Performance and limits

How Vectra searches

  1. Linear scan over all items with cosine similarity (vectors are pre-normalized; each item caches its norm).
  2. Results sorted by similarity and truncated to topK.
  3. Hybrid mode optionally adds BM25 keyword matches after the semantic pass.

Typical latency

Index size Expected latency
Small (hundreds of items) < 1 ms
Medium (thousands of items) 1–2 ms
BM25 addition Small overhead proportional to non-selected chunk count

Limits and cautions

  • Not intended for large, ever-growing chat memories or multi-million-item corpora.
  • Very large indexes mean high RAM usage and longer JSON serialization times at startup.
  • Sorting all distances is O(n log n) — keep n within practical bounds for your machine.
  • Embedding generation is external to Vectra; rate limits and throughput depend on your provider.
  • Web ingestion depends on site availability; use --cookie for authenticated pages and respect robots.txt/terms.

Troubleshooting

Missing or invalid embeddings config

Symptom: “Embeddings model not configured.” or provider errors.

Fix: For code, pass an OpenAIEmbeddings instance. For CLI, supply a valid keys.json — see Embeddings provider config.

Rate limits or timeouts when embedding

Symptom: “rate_limited” or provider errors.

Fix: Reduce batch size (chunkSize), add delay/retries (OpenAIEmbeddings has retryPolicy), or upgrade your plan.

Index already exists

Symptom: “Index already exists”.

Fix: Pass deleteIfExists: true to createIndex, or call deleteIndex() first.

Index not found

Symptom: “Index does not exist”.

Fix: Call isIndexCreated() and createIndex() before using the index.

Update lock misuse

Symptom: “Update already in progress” or “No update in progress”.

Fix: Pair beginUpdate → insert/delete → endUpdate. Prefer batchInsertItems or document-level helpers to avoid manual locking.

Filters return no results

Symptom: Expected items aren’t matched by a metadata filter.

Fix: Only fields in metadata_config.indexed are filterable. Ensure the field is included at index creation and your operators/values match actual data types.

Dimension mismatch or NaN scores

Symptom: Weird scores or NaN.

Fix: Keep a single embedding model/dimension per index. Re-embed and rebuild if you change models.

Runtime or environment issues

Symptom: Runtime errors on fs or syntax errors.

Fix: Use Node 20.x+. Verify file permissions and that the target folder exists.

Corrupt JSON on disk

Symptom: JSON parse errors reading index.json or metadata files.

Fix: Recreate the index (deleteIfExists: true) and re-ingest, or restore from a clean backup.

protobufjs not found

Symptom: “The protobufjs package is required” error when using protobuf format.

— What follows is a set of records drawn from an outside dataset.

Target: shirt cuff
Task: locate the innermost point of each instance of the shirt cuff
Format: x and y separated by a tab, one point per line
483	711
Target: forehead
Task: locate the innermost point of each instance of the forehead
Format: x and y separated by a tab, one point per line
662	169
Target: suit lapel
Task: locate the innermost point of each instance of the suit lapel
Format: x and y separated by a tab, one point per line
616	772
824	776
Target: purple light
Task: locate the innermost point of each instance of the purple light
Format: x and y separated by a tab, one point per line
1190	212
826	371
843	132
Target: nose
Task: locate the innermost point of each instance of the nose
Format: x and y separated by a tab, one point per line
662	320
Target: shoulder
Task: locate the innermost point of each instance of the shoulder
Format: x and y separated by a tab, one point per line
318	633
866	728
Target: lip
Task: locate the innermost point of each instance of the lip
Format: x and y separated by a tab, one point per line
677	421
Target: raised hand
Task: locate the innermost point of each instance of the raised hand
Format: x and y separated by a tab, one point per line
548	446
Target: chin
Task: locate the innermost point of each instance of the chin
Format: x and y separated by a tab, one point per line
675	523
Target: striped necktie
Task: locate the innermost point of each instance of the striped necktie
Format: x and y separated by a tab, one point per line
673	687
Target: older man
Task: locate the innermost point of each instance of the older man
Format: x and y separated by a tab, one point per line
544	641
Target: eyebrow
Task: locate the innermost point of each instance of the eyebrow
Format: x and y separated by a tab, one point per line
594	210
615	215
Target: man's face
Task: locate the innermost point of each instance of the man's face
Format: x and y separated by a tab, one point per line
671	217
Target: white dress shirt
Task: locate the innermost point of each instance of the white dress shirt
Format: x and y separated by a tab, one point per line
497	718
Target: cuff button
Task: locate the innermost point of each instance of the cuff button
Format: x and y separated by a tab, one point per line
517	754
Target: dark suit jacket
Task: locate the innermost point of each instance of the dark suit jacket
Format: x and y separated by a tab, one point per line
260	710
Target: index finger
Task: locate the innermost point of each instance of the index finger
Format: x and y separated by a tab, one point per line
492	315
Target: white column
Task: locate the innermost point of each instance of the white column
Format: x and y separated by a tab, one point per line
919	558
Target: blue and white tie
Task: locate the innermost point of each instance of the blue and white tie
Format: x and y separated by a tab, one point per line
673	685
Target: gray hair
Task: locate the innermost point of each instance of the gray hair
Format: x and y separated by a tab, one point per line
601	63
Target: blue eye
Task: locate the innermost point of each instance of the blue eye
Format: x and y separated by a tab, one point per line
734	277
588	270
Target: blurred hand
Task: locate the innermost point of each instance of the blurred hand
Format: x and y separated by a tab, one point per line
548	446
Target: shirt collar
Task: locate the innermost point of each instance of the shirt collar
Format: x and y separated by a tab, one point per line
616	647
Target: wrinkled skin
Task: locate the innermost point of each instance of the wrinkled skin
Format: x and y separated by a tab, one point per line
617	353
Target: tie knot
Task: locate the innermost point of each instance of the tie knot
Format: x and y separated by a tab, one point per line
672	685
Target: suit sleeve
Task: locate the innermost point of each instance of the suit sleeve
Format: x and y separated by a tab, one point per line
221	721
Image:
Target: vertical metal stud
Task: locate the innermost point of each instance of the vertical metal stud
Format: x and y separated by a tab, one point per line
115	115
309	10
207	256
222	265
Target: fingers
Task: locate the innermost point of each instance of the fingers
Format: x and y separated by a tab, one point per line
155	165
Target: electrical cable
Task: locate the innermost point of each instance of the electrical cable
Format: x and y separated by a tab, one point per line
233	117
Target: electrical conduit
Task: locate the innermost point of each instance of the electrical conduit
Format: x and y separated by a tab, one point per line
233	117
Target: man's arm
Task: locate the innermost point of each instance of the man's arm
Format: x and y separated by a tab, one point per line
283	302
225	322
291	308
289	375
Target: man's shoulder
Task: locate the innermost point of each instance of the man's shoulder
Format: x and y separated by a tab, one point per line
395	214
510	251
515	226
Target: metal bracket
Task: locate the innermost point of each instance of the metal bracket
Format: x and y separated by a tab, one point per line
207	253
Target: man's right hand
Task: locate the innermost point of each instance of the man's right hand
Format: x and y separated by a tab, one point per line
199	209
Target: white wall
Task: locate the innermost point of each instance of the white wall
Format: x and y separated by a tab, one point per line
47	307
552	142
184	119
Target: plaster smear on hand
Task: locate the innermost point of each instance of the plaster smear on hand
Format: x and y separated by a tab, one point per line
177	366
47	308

Fix: Install the optional dependency: npm install protobufjs.

@huggingface/transformers not found

Symptom: “The @huggingface/transformers package is required for local embeddings” error.

Fix: Install the optional dependency: npm install @huggingface/transformers.

Web fetching problems (CLI)

Symptom: “invalid content type” or HTTP 4xx/5xx.

Fix: Use --cookie for authenticated pages. Ensure the URL is reachable and returns an allowed content type.

BM25 returns nothing

Symptom: No keyword chunks added to results.

Fix: Ensure isBm25: true is set at query time and you pass a non-empty query string. Only topK BM25 results are blended in after semantic selection.